Of course, there is also a fair amount of hokum. I was sharing an RV with my friend James who has just returned from four years in Afghanistan. He thinks he is suffering from PTSD and wanted to visit a healer. I accompanied him to a healing tent and left him to the ministrations of Ken, a grand master of the healing gaze. Ken made all the participants sit in two rows facing each other, then he instructed James to stare into his male partner’s eyes and to locate his femininity side in his partner’s masculinity. While staring at each other, Ken encouraged the participants to concentrate on giving their partner a gift, no matter what: ‘If you feel you wish to give the gift of Kali the Hindu Goddess of Destruction, then do so. As long as you give it as a gift, it is good.’

James became distracted by his partner’s dust-frosted white eyelashes. As a result, he failed to locate his feminine side in his partner’s eyes or to give a gift, of destruction or otherwise. At the end of five minutes of staring, James politely shook his partner’s hand. His partner remarked: ‘Total polarity, the t-shirt says it all.’ Looking down at his t-shirt, James saw a picture of a superhero with the words ‘The Invincible Iron Man’ emblazoned across it.

However, irrespective of Ken and his ilk, Burning Man does raise some serious issues. It is interesting how, when given a high degree of responsibility, people behave responsibly. The absence of regulations and the extreme environment create the potential for many kinds of hazards. And yet, over the week that I was there, I saw nothing untoward. This confirms my belief in a more general principle: the way we treat people determines the way that they behave. Similarly, if we keep telling children that they are irresponsible, or we keep telling people that they are mentally ill, then we effectively prevent them from changing and improving. Of course it’s not black and white, but currently I do not think we have the right balance.

Secondly, it is interesting how the absence of money, the fact that cell phones don’t work, and participation in a shared enterprise, makes people engage with one another in ways that we have all but forgotten.
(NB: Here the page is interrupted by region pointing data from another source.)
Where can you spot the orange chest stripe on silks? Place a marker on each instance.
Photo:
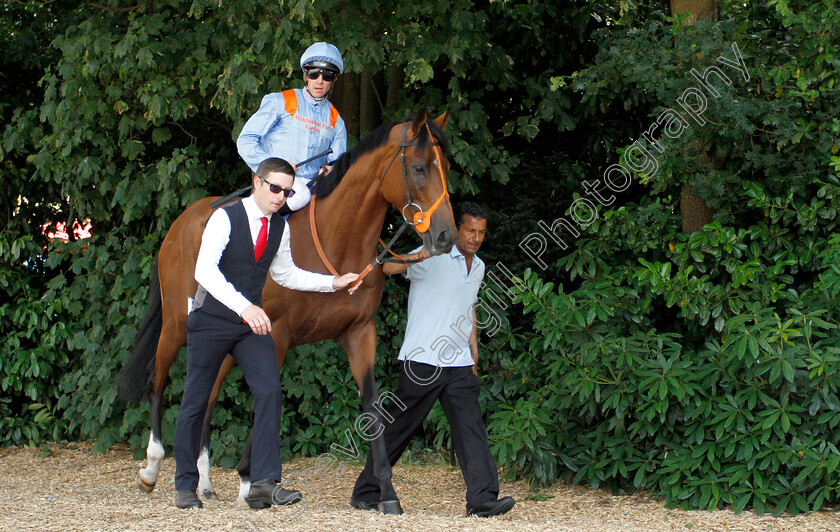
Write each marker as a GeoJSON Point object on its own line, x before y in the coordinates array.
{"type": "Point", "coordinates": [291, 104]}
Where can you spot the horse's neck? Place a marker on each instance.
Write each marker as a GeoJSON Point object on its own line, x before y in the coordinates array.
{"type": "Point", "coordinates": [350, 219]}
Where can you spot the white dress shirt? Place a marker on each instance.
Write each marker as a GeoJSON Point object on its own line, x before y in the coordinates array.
{"type": "Point", "coordinates": [283, 270]}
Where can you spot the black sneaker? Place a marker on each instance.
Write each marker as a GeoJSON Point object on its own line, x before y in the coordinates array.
{"type": "Point", "coordinates": [491, 508]}
{"type": "Point", "coordinates": [187, 499]}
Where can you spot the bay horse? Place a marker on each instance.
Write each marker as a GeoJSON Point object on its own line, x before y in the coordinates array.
{"type": "Point", "coordinates": [352, 200]}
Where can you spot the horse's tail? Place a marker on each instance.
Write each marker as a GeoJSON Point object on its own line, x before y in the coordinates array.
{"type": "Point", "coordinates": [138, 373]}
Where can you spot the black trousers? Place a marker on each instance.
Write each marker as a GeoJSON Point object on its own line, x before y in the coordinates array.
{"type": "Point", "coordinates": [209, 339]}
{"type": "Point", "coordinates": [457, 389]}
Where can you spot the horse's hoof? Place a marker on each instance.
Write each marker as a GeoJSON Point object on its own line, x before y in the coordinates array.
{"type": "Point", "coordinates": [144, 485]}
{"type": "Point", "coordinates": [241, 501]}
{"type": "Point", "coordinates": [390, 507]}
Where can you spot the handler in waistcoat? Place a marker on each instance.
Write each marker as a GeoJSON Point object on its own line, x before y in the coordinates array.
{"type": "Point", "coordinates": [241, 243]}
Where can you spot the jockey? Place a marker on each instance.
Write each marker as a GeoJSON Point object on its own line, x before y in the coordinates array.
{"type": "Point", "coordinates": [297, 124]}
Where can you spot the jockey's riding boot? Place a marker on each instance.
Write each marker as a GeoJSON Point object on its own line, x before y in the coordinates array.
{"type": "Point", "coordinates": [265, 492]}
{"type": "Point", "coordinates": [187, 499]}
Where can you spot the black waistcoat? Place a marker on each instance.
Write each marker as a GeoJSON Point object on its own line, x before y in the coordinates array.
{"type": "Point", "coordinates": [237, 262]}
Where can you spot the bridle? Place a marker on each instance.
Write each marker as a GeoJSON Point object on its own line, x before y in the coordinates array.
{"type": "Point", "coordinates": [421, 220]}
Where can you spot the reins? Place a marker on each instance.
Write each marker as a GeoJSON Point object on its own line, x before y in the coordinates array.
{"type": "Point", "coordinates": [420, 222]}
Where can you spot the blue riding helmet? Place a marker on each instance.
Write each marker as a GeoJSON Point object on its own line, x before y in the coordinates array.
{"type": "Point", "coordinates": [322, 55]}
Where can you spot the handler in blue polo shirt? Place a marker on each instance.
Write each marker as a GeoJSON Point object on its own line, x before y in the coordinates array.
{"type": "Point", "coordinates": [439, 355]}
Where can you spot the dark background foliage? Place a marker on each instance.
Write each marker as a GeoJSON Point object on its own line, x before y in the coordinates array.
{"type": "Point", "coordinates": [685, 343]}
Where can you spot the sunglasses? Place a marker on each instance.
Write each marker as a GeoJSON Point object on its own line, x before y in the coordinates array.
{"type": "Point", "coordinates": [313, 73]}
{"type": "Point", "coordinates": [277, 189]}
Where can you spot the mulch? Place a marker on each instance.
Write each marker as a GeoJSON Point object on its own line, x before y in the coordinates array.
{"type": "Point", "coordinates": [66, 487]}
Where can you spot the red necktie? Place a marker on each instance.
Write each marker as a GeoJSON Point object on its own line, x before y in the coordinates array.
{"type": "Point", "coordinates": [262, 238]}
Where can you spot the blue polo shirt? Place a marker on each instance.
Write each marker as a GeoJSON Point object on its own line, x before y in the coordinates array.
{"type": "Point", "coordinates": [440, 309]}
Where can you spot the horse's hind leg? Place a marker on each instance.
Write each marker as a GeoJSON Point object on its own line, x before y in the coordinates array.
{"type": "Point", "coordinates": [360, 345]}
{"type": "Point", "coordinates": [205, 487]}
{"type": "Point", "coordinates": [171, 340]}
{"type": "Point", "coordinates": [244, 468]}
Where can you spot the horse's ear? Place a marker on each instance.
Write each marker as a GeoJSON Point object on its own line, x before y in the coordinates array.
{"type": "Point", "coordinates": [419, 121]}
{"type": "Point", "coordinates": [442, 120]}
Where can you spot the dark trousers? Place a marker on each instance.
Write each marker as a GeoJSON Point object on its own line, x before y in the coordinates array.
{"type": "Point", "coordinates": [457, 389]}
{"type": "Point", "coordinates": [209, 339]}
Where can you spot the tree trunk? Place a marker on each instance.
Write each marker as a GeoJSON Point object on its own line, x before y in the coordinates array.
{"type": "Point", "coordinates": [370, 102]}
{"type": "Point", "coordinates": [396, 78]}
{"type": "Point", "coordinates": [695, 211]}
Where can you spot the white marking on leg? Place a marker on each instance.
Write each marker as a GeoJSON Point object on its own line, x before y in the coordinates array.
{"type": "Point", "coordinates": [205, 487]}
{"type": "Point", "coordinates": [154, 454]}
{"type": "Point", "coordinates": [244, 488]}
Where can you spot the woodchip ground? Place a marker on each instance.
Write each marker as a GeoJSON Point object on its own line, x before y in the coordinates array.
{"type": "Point", "coordinates": [68, 488]}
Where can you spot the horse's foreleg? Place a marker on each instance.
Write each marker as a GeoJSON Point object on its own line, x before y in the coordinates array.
{"type": "Point", "coordinates": [205, 486]}
{"type": "Point", "coordinates": [360, 345]}
{"type": "Point", "coordinates": [147, 476]}
{"type": "Point", "coordinates": [171, 340]}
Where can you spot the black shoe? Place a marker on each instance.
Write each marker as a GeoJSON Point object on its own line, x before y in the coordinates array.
{"type": "Point", "coordinates": [362, 505]}
{"type": "Point", "coordinates": [264, 493]}
{"type": "Point", "coordinates": [491, 508]}
{"type": "Point", "coordinates": [187, 499]}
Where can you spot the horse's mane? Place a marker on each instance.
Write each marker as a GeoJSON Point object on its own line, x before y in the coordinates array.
{"type": "Point", "coordinates": [323, 184]}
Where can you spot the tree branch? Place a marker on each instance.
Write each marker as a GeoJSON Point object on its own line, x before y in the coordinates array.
{"type": "Point", "coordinates": [115, 9]}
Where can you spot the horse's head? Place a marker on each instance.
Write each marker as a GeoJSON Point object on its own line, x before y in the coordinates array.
{"type": "Point", "coordinates": [415, 180]}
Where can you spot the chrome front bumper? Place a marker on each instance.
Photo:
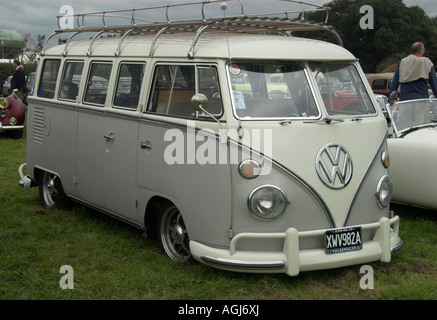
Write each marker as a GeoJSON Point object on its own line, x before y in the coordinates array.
{"type": "Point", "coordinates": [291, 260]}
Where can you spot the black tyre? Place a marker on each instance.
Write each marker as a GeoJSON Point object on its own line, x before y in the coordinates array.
{"type": "Point", "coordinates": [172, 234]}
{"type": "Point", "coordinates": [50, 190]}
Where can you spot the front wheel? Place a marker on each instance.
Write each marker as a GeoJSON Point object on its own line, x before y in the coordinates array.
{"type": "Point", "coordinates": [172, 234]}
{"type": "Point", "coordinates": [50, 190]}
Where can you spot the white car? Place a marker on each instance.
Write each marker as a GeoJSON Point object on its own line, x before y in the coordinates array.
{"type": "Point", "coordinates": [413, 152]}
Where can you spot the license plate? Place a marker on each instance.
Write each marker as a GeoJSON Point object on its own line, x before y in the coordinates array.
{"type": "Point", "coordinates": [343, 240]}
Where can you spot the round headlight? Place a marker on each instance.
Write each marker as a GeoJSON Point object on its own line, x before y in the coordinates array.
{"type": "Point", "coordinates": [384, 191]}
{"type": "Point", "coordinates": [267, 202]}
{"type": "Point", "coordinates": [4, 103]}
{"type": "Point", "coordinates": [249, 169]}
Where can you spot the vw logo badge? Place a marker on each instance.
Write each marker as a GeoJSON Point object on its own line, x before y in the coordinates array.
{"type": "Point", "coordinates": [334, 166]}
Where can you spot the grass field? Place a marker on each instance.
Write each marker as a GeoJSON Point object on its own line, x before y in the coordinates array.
{"type": "Point", "coordinates": [112, 260]}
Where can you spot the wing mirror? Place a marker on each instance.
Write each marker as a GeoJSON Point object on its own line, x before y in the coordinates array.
{"type": "Point", "coordinates": [393, 98]}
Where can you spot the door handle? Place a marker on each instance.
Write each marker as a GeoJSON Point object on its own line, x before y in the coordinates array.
{"type": "Point", "coordinates": [146, 145]}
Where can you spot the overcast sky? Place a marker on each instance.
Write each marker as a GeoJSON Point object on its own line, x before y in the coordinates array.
{"type": "Point", "coordinates": [35, 17]}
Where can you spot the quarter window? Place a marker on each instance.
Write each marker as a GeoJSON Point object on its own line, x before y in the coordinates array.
{"type": "Point", "coordinates": [174, 86]}
{"type": "Point", "coordinates": [71, 81]}
{"type": "Point", "coordinates": [47, 85]}
{"type": "Point", "coordinates": [97, 85]}
{"type": "Point", "coordinates": [343, 90]}
{"type": "Point", "coordinates": [129, 82]}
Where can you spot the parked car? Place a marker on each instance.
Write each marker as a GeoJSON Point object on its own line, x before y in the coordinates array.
{"type": "Point", "coordinates": [380, 82]}
{"type": "Point", "coordinates": [12, 116]}
{"type": "Point", "coordinates": [30, 81]}
{"type": "Point", "coordinates": [7, 86]}
{"type": "Point", "coordinates": [413, 151]}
Standing in a queue at midday, strangers freely talk to each other and neither is afraid that the other is about to ask for money. This unusual human dynamic may be the reason why people return time and again. Perhaps it provides modern urban individualists with a sense of community, be it ever so ephemeral.

Finally, it is initially quite disconcerting constantly to be given things for free. It takes some time to still the inner voice which asks, ‘But what do they want from me?’ However, after a while you overcome the feeling of indebtedness and you realize that you do have something to give, namely the grace of receiving joyfully.  After all, that is what makes giving pleasurable.

What would happen if Burning Man lasted for more than a week? How would it cope if there were competition for resources? I don’t know. However, it is a fascinating experience which I would recommend to everyone.